Conservation of Information Law

1. May 19, 2012

Jon_Trevathan

Is there a conservation of information law?

I am particularly interested in the arguments (speculative and experimentally based) that may support a conservation of information law, but need to know the arguments on both sides.

2. May 19, 2012

Ken G

I think perhaps a different way to frame your question is, how can we define information such that it will be conserved? We like conservation laws in physics, so we often define quantities in such a way that they will be conserved. Information will require some special handling to get it to be conserved, because it is normally associated with entropy (indeed there is such a thing as "information entropy", which essentially distinguishes between what we know about a system and what we don't know about it, and lumps all the information that we don't know into "information entropy"). Entropy is not conserved, indeed we have a law that it increases, but this just means that if we group systems based on what we know about them, and let what we don't know about them be regarded as a set of equally likely substates, then the overall probability the system will end up in one of our groups is simply proportional to the number of equally likely substates in each group. The information we need to assign the groups comes from what we know, the number of substates in each group comes from all the things we don't know, and the natural logarithm of that number of substates is called the information entropy. In that light, we see that the second law of thermodynamics is simply the law of large numbers-- systems involving many trials will tend toward the most likely outcomes, and the most likely outcome is that our system will end up in a group with more unknown substates than the group it started out in.

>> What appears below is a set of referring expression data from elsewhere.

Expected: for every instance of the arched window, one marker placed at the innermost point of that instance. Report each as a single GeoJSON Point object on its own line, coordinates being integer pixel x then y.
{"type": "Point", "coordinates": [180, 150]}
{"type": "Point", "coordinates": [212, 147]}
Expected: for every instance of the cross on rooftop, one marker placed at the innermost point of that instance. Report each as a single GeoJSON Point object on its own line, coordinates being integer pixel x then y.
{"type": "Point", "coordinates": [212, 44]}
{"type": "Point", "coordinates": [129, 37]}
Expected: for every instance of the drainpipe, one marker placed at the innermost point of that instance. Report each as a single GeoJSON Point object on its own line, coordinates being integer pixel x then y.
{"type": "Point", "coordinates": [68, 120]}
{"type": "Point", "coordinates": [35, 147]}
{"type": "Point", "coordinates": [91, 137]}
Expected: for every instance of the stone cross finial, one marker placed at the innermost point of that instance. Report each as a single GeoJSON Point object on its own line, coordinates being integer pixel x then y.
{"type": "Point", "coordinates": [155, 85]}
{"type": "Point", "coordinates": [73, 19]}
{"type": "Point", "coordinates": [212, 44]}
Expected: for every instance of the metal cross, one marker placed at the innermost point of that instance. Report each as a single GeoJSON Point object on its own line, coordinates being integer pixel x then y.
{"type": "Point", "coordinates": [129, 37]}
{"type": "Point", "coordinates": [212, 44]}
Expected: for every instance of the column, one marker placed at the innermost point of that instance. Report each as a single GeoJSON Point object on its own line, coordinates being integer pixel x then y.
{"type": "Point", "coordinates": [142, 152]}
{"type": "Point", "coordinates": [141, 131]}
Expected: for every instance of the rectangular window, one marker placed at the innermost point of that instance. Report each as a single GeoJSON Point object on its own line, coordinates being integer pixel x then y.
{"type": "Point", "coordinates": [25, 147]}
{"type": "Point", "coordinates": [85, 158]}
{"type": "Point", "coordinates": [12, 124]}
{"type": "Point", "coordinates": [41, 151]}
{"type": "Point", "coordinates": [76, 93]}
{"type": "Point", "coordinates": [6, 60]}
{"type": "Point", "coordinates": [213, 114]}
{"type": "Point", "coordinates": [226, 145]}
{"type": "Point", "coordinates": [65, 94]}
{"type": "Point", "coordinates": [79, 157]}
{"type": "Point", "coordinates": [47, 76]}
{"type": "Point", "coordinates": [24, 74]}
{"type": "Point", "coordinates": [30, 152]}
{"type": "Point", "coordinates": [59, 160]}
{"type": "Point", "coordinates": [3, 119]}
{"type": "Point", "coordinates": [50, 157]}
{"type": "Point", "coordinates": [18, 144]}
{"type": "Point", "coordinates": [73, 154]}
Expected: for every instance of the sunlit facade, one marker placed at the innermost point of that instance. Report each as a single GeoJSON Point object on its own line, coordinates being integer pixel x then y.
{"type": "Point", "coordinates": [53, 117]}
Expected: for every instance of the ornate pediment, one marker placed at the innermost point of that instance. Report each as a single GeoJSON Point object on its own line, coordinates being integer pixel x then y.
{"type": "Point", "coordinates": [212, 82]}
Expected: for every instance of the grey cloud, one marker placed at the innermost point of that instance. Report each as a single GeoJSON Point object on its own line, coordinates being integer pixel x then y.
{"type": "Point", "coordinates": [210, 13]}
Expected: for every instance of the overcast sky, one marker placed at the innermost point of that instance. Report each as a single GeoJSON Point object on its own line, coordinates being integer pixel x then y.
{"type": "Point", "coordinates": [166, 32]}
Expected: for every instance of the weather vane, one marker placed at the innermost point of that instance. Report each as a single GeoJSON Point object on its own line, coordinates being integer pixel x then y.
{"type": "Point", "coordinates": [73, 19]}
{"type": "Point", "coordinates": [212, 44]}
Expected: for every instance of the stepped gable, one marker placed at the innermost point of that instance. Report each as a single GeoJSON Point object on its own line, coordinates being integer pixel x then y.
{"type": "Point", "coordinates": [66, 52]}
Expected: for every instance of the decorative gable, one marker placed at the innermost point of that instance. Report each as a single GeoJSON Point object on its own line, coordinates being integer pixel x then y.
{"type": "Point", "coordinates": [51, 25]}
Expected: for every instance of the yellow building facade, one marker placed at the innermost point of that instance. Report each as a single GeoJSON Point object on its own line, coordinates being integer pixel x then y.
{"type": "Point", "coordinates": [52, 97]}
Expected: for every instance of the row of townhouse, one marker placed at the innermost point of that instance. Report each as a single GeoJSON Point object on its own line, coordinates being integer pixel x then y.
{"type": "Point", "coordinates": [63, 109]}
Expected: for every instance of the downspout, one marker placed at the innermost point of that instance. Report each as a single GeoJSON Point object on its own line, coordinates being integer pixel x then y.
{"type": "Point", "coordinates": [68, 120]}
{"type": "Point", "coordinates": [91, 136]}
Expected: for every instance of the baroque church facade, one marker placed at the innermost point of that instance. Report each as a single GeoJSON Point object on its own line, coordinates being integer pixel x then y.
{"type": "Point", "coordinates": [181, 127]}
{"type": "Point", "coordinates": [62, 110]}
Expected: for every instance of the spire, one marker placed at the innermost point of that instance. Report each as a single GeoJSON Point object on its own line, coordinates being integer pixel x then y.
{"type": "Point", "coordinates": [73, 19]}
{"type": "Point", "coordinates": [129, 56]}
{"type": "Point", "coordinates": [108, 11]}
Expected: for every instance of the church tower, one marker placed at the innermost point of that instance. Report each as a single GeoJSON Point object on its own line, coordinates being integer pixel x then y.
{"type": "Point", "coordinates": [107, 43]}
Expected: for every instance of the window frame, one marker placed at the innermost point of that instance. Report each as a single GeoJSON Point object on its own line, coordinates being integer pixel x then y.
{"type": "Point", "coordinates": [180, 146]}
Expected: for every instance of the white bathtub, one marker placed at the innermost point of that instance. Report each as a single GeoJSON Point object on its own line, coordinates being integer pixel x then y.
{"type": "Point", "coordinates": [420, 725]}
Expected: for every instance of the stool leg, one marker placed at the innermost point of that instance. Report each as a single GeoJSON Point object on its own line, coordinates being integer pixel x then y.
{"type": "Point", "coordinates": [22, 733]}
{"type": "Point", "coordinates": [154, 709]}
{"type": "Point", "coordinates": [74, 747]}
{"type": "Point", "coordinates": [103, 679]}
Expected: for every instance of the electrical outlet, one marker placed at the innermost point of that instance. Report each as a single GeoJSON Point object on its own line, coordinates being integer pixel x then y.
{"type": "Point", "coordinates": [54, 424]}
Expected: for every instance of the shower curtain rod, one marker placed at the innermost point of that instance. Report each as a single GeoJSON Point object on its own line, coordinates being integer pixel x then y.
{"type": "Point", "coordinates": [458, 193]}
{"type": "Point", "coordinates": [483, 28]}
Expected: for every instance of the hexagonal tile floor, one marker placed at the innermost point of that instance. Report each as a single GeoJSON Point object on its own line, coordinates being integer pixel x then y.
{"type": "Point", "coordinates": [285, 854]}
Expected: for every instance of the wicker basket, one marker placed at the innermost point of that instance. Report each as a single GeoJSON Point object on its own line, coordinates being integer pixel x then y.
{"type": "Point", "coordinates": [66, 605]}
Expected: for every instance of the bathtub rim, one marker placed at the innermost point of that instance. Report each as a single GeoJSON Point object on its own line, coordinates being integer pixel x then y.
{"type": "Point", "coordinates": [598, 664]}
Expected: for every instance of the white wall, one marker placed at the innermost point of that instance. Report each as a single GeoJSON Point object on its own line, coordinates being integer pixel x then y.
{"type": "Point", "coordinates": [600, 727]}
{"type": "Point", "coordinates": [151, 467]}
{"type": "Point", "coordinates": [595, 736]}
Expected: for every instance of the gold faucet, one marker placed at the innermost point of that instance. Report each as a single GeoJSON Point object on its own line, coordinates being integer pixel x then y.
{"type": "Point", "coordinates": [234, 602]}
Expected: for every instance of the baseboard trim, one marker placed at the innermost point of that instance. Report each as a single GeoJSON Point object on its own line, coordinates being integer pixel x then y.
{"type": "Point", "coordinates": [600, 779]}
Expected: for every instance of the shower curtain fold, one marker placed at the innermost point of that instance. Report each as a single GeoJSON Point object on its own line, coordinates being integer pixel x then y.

So given all this, has someone defined information in a way that produces a conservation law? Well, the one situation in which entropy is conserved is in "reversible" systems, where whatever happens can also unhappen just as easily. So I think that would be a starting point to trying to create a law of conservation of information-- think of information in the context of completely reversible occurences. Since the basic laws of physics are all reversible (except in certain specialized circumstances), I would tend to say that defining information in terms of complete information, where you don't distinguish between what is known and what is not known, would yield a type of information that is conserved in that sense. This is tantamount to the concept of absolute determinism, but gets deeply into the philosophy of science to try and assert whether or not the universe is actually deterministic! So the way I'd put it is, it might be possible to define a type of information that is conserved, but it might not end up being a very useful way to think about information-- too much sacrifice in utility to get that conservation law. Instead, information entropy, where we distinguish what we know from what we don't know, is the way we use information in practical applications, and that is not conserved-- systems tend to "get away from us" in terms of what we can know about them, and it is useful for us to recognize and respond to this effect.